Bigoish: Test the empirical computational complexity of Rust algorithms
35 points by itamarst
35 points by itamarst
I don't even know exactly what I would use this for yet, but I love it so much conceptually that I'm actively trying to figure out what to use it for. Might be useful for my ebook/audiobook alignment algorithm, though I'd have to port it to Typescript.
The failure output is particularly great. I've been rethinking test output since this post on snapshot testing. I ended up rewriting Storyteller's alignment test to produce a snapshot that rendered each ebook line alongside the aligned line of audio so that it was as easy as possible to review both the validity of the output and how it changes.
There's https://napi.rs/, as an alternative to rewrite.
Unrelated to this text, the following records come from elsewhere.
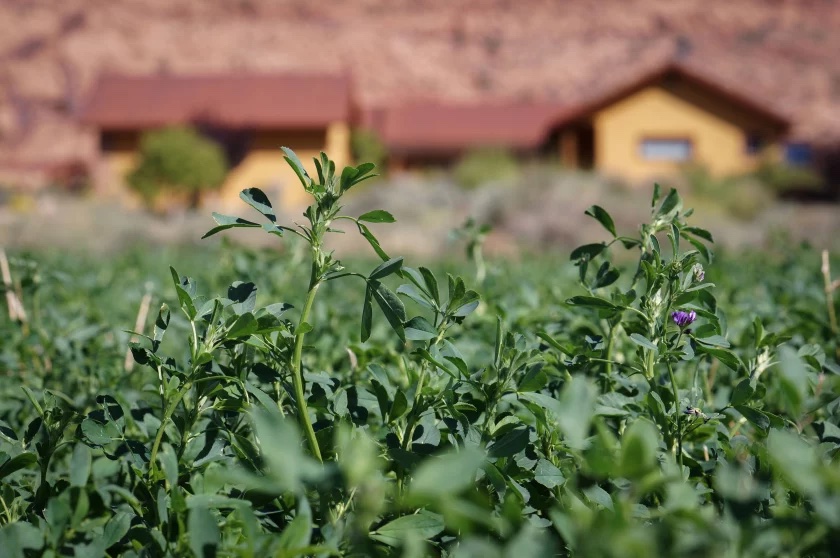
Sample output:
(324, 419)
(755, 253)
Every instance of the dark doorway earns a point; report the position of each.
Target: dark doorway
(235, 142)
(586, 147)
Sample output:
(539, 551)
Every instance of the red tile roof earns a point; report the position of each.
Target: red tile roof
(442, 128)
(694, 76)
(434, 128)
(235, 100)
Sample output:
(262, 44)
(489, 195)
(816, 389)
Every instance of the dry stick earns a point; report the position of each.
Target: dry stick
(16, 311)
(829, 296)
(139, 324)
(829, 292)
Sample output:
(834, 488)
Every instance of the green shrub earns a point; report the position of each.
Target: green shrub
(743, 197)
(177, 160)
(481, 165)
(784, 178)
(367, 146)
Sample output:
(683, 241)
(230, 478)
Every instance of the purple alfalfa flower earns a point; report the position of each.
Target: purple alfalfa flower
(683, 318)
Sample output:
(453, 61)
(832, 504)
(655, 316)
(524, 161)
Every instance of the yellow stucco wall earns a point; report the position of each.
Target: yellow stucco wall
(265, 168)
(655, 113)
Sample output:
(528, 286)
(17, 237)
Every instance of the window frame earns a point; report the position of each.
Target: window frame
(683, 140)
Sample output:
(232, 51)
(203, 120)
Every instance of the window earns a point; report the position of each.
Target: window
(665, 149)
(798, 154)
(755, 144)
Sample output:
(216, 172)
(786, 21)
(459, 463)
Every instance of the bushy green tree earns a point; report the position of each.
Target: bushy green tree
(368, 146)
(178, 160)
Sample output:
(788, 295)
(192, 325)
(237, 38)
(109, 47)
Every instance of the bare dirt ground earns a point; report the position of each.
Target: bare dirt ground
(540, 212)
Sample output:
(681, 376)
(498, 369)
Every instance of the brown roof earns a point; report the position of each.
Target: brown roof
(667, 70)
(434, 128)
(244, 100)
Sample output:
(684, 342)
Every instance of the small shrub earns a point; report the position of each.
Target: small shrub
(484, 164)
(743, 197)
(783, 178)
(177, 160)
(368, 146)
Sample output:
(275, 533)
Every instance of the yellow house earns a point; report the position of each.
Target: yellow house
(668, 118)
(250, 115)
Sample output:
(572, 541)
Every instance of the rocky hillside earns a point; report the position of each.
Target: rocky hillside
(782, 51)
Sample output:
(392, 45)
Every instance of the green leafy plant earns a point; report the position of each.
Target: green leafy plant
(672, 405)
(177, 160)
(366, 145)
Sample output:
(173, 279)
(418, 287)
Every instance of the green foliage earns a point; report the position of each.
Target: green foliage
(177, 160)
(482, 165)
(381, 414)
(784, 178)
(744, 197)
(367, 146)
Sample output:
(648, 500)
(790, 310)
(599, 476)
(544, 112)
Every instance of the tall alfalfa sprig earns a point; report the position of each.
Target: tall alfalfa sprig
(326, 189)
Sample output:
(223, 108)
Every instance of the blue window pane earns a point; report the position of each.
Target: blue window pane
(666, 149)
(799, 154)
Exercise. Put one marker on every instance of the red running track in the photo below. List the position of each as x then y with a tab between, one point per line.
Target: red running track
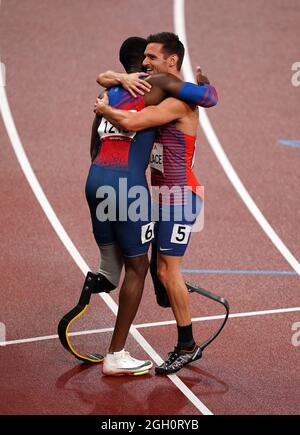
53	52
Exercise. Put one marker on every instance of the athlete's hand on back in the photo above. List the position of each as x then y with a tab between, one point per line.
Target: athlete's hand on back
201	79
134	84
100	103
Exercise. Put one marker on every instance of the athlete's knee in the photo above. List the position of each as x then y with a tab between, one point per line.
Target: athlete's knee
137	265
111	263
162	273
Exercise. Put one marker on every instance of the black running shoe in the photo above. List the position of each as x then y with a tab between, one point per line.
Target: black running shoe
178	359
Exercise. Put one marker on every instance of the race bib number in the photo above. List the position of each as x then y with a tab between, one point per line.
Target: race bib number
157	157
147	232
106	129
180	234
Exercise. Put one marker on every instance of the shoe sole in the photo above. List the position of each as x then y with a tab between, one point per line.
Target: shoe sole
161	371
127	373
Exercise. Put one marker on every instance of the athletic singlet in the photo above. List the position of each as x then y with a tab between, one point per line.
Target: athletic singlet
172	161
121	149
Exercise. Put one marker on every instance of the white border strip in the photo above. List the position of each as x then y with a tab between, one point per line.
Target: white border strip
67	242
154	324
179	23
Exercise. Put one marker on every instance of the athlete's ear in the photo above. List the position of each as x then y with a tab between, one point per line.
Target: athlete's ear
173	59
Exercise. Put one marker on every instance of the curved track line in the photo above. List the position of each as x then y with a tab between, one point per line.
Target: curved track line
67	242
179	24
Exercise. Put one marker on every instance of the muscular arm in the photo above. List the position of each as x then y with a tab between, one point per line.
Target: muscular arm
95	140
203	94
131	82
163	85
168	110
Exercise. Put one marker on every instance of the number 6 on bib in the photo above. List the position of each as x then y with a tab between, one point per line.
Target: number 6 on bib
147	232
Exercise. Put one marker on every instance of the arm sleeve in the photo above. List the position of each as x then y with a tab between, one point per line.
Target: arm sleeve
200	95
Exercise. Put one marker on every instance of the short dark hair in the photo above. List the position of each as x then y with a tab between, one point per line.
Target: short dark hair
171	45
131	53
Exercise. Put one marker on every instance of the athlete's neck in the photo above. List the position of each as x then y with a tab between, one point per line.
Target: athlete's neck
133	69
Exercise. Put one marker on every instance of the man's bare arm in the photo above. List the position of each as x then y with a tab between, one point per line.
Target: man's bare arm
152	116
95	140
131	82
164	85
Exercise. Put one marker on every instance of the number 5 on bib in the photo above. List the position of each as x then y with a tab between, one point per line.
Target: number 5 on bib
181	234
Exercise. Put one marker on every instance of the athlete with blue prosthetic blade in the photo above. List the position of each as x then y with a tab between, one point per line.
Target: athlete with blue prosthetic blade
176	139
119	155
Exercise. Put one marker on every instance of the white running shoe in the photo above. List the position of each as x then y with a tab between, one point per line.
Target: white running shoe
122	363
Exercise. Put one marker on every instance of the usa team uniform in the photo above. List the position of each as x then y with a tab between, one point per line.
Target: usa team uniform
180	195
118	169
True! I guess it just depends on what API the crate exposes. If it exposes the underlying evaluation methods then napi.rs + a thin Node test runner wrapper would be enough!
I wonder what list of possible runtime complexities it uses to test against. I haven't found docs saying.
Like there's an example where you assert O(N) and it tells you O(N log N) is a better fit, so it picked O(N log N) as an alternative hypothesis to test out of the infinitely many alternatives. And surely it didn't compare against O(N log log log N), as that would be indistinguishable.
In this section, there is a list of builtin models: "constant, n, n², n³, √n, log(n), nlog(n), log(log(n))." The user's provided model can be any cost function whatsoever, I gather.
Yeah, maybe that list should be somewhere more visible?
I'm open to suggestions on any additional ones worth adding.
As one data point, the place I looked for it was https://docs.rs/bigoish/latest/bigoish/fn.assert_best_fit.html
It would also be really cool if you could customize this list! It's an excellent default, but there is no one size fits all answer. For example, if you're testing a cubic time algorithm like (say) Early parsing, it would be nice to be able to put O(N^4) as an alternative.